Die Fachärzte schlagen deshalb einen neuen, überarbeiteten Patientenpfad vor. Solche Behandlungspfade werden entwickelt, um die Qualität einer medizinischen Therapie sicherzustellen. Nach Ansicht von PD Dr. Lee und seinen Kollegen sollte damit ermöglicht werden, dass Menschen nach einem Schlaganfall grundsätzlich auf SMD gescreent werden – „und zwar möglichst innerhalb der ersten 7 Tage nach dem Schlaganfallereignis, um das Risiko für eine sich entwickelnde SMD einschätzen zu können. Denn es ist wichtig, dass Menschen mit einer SMD früh behandelt werden, um Komplikationen und unnötiges Leiden zu verhindern sowie die Lebensqualität zu verbessern“, so der Neurologe.

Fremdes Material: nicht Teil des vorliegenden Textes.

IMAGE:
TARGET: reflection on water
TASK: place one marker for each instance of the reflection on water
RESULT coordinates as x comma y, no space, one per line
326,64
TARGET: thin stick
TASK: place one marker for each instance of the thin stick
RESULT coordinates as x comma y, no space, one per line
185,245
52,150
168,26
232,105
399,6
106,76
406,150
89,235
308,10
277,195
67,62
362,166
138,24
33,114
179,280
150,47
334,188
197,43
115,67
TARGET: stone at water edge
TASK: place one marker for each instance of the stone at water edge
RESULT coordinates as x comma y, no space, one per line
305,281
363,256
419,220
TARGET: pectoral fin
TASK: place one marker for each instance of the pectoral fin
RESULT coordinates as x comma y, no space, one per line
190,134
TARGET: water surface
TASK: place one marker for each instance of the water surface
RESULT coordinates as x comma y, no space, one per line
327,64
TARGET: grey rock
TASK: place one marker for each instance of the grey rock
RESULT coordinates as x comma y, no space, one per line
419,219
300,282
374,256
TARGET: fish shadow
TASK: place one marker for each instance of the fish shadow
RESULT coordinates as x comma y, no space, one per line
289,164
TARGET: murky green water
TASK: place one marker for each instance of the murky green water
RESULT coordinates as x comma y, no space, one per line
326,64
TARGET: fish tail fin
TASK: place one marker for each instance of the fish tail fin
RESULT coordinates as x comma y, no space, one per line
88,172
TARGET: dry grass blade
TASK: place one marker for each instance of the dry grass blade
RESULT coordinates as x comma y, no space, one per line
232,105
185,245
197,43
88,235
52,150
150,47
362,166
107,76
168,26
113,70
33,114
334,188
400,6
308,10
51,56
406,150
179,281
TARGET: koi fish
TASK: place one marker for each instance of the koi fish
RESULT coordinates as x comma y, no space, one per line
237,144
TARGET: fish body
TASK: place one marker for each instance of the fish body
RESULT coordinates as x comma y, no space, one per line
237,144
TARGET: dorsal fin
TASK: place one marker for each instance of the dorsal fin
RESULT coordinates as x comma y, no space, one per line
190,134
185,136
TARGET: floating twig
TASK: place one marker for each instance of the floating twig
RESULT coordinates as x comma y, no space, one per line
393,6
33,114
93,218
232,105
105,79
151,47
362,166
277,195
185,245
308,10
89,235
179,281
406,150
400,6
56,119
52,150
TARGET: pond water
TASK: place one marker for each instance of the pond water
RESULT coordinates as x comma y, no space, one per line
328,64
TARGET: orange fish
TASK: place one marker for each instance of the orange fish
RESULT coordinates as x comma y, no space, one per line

Es müsse auch sichergestellt werden, dass diejenigen, die erst später eine SMD entwickeln, in den Reha-Kliniken und/oder im niedergelassenen Bereich erkannt und behandelt werden. „Unser Ziel ist es, dass wesentlich mehr SMD-Betroffene nach den medizinischen Leitlinien behandelt werden und bei entsprechender Indikation eine höhere Wahrscheinlichkeit haben, eine BoNT-A-Therapie in Kombination mit physikalischen Maßnahmen zu erhalten“, sagt Lee.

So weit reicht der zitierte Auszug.